There are some companies who provide an option between full-service vacation rental management and self-management. They will usually take care of advertising your home, processing payments, and potentially answering online inquiries.

However, the on-the-ground tasks like housekeeping, maintenance, and most guest support will still fall to you (or contractors you hire and manage on your own).

Full-service vacation rental management

If you live far away from your second home, or don’t have the time to worry about all the details, then a full-service vacation rental management company like ours is your best bet. We’ll take care of all the details for one comprehensive fee—everything from marketing to maintenance to on-the-ground guest support—without you needing to lift a finger.

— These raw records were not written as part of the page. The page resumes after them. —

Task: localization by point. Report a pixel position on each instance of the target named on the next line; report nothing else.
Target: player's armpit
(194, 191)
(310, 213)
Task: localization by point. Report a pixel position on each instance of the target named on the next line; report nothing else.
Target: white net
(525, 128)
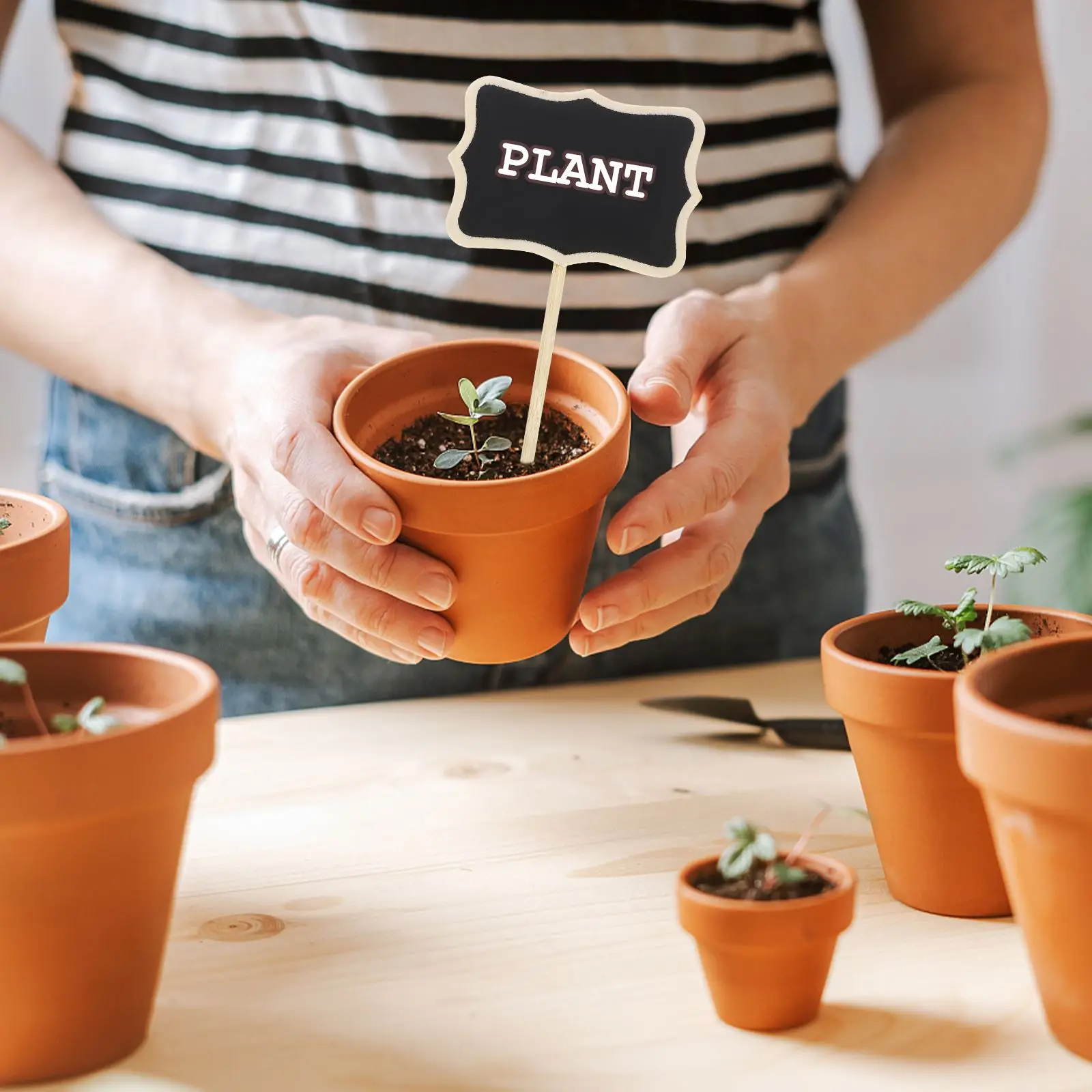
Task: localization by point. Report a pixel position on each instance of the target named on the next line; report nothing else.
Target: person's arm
(966, 117)
(240, 384)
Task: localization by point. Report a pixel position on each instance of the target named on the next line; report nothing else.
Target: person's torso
(298, 151)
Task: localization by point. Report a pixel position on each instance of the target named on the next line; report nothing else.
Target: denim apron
(158, 558)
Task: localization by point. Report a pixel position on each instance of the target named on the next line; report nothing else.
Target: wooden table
(476, 893)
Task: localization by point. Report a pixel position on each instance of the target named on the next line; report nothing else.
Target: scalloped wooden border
(536, 248)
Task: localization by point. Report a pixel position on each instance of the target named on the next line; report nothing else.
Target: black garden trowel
(816, 733)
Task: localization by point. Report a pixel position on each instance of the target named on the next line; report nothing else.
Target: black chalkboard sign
(576, 177)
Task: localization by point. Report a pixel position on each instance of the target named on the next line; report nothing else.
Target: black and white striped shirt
(296, 152)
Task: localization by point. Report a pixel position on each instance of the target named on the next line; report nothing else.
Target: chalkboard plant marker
(34, 565)
(93, 811)
(891, 677)
(620, 194)
(766, 924)
(1022, 725)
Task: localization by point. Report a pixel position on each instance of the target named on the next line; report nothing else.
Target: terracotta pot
(930, 822)
(34, 565)
(1037, 780)
(519, 547)
(91, 833)
(767, 962)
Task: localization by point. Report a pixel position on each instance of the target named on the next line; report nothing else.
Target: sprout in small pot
(434, 445)
(766, 925)
(968, 642)
(34, 564)
(449, 453)
(891, 676)
(90, 718)
(94, 799)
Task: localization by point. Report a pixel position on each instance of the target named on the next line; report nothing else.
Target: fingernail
(437, 589)
(379, 523)
(434, 642)
(661, 382)
(631, 538)
(606, 616)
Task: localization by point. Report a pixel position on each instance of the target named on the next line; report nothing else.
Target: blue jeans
(158, 558)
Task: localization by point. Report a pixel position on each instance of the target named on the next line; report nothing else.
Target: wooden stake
(542, 365)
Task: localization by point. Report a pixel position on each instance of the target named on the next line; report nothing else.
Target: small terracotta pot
(91, 833)
(519, 547)
(930, 822)
(1037, 780)
(34, 565)
(767, 962)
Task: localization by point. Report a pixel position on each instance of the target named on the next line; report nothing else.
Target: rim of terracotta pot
(205, 678)
(1017, 722)
(773, 913)
(58, 517)
(480, 489)
(830, 647)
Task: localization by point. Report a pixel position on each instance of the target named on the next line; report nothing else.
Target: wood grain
(475, 893)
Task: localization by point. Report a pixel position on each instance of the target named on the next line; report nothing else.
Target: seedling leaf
(788, 875)
(12, 673)
(469, 393)
(446, 460)
(494, 388)
(92, 719)
(1014, 560)
(926, 651)
(915, 609)
(736, 862)
(969, 642)
(1005, 631)
(764, 848)
(966, 609)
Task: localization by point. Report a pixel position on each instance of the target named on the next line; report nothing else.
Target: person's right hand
(269, 414)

Elevated vacation rental management: the Vacasa difference

When you’re ready to purchase a second home, we’re here for you from start to finish.

We have a network of preferred real estate agents who specialize in vacation rentals. They can help identify homes that will deliver above-average financial performance, and work with our local representatives to navigate the local regulations and taxes you’ll need to consider before you buy.

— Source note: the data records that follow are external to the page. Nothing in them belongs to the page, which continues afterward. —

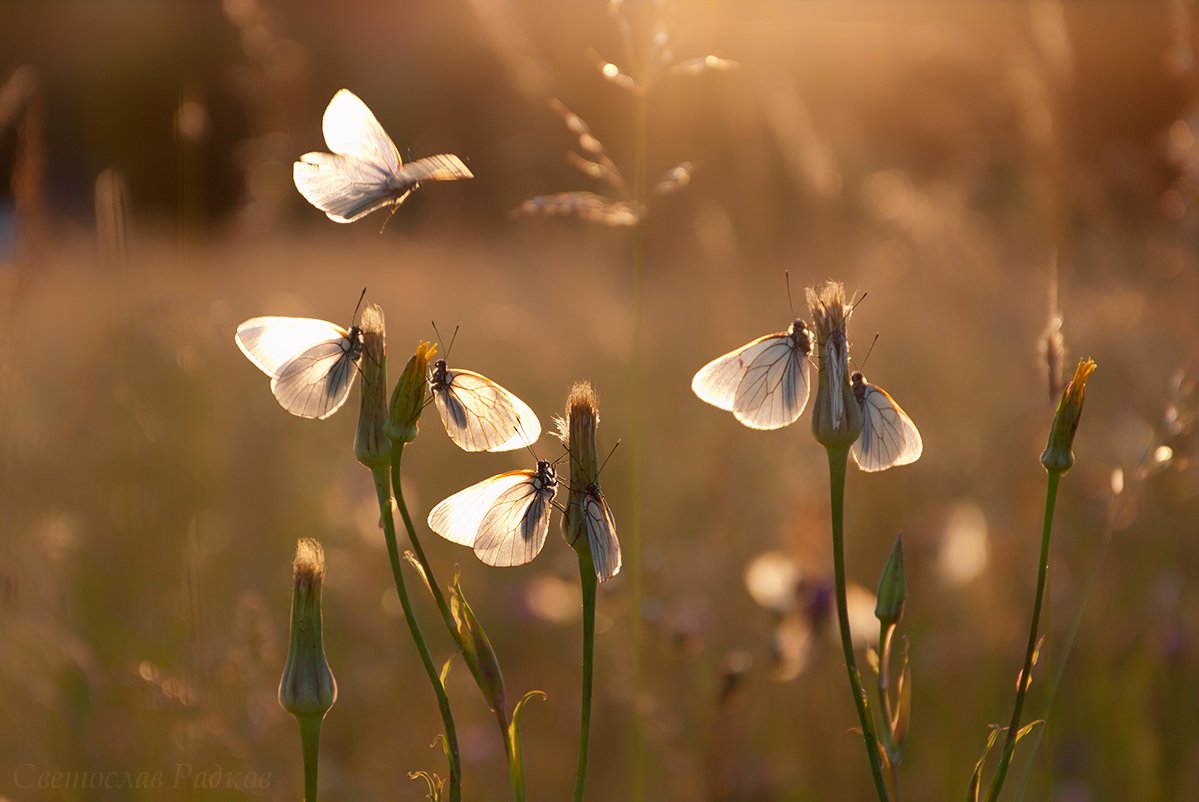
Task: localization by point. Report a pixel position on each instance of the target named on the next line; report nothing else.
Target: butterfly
(365, 172)
(479, 414)
(889, 436)
(504, 518)
(312, 363)
(601, 532)
(764, 383)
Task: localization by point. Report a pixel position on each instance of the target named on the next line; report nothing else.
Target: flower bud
(476, 650)
(371, 445)
(307, 688)
(836, 416)
(892, 594)
(1058, 456)
(411, 391)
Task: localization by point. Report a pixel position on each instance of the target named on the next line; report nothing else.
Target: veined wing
(351, 130)
(601, 534)
(344, 187)
(317, 383)
(480, 415)
(271, 343)
(458, 517)
(513, 530)
(889, 436)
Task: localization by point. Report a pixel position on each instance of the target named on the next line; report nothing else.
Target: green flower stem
(838, 457)
(516, 766)
(383, 490)
(588, 580)
(886, 632)
(309, 741)
(1022, 691)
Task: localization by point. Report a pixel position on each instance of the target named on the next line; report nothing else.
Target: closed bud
(836, 416)
(410, 395)
(477, 650)
(307, 688)
(892, 592)
(1058, 457)
(371, 445)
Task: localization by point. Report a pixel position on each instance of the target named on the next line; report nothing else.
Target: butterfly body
(479, 414)
(889, 436)
(504, 518)
(312, 363)
(363, 173)
(764, 383)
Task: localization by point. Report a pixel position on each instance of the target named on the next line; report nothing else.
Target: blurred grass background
(944, 158)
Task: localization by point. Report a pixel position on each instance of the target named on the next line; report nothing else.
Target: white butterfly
(889, 436)
(601, 532)
(764, 383)
(312, 363)
(365, 172)
(479, 414)
(504, 518)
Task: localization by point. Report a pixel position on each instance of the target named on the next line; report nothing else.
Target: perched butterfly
(601, 532)
(365, 172)
(504, 518)
(312, 363)
(479, 414)
(889, 436)
(765, 383)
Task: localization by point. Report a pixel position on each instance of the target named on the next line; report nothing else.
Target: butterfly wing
(480, 415)
(458, 517)
(889, 436)
(351, 130)
(311, 362)
(345, 188)
(601, 535)
(764, 383)
(513, 530)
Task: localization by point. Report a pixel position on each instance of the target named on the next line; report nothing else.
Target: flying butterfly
(479, 414)
(764, 383)
(504, 518)
(365, 172)
(601, 532)
(889, 436)
(312, 363)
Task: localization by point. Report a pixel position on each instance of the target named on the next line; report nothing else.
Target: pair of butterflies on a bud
(312, 365)
(765, 385)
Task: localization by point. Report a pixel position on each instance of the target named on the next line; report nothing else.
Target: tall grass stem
(1025, 679)
(838, 457)
(383, 490)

When you’ve chosen your perfect vacation home, our interior design team can take care of furnishing your rental to make it exceptionally appealing to future guests. And our local team will take care of all the permitting, photography, and other details you need to get your new home set up as a successful rental.

Of course, you’ll still be able to enjoy your own vacations whenever you want—we don’t put any limits on how you use your home, and we don’t lock you into any long-term contracts. And when you come to visit, our local team will have your home sparkling clean and ready for your own vacation.

Note: In some states, Vacasa operates through a licensed subsidiary that may offer additional real estate-related services.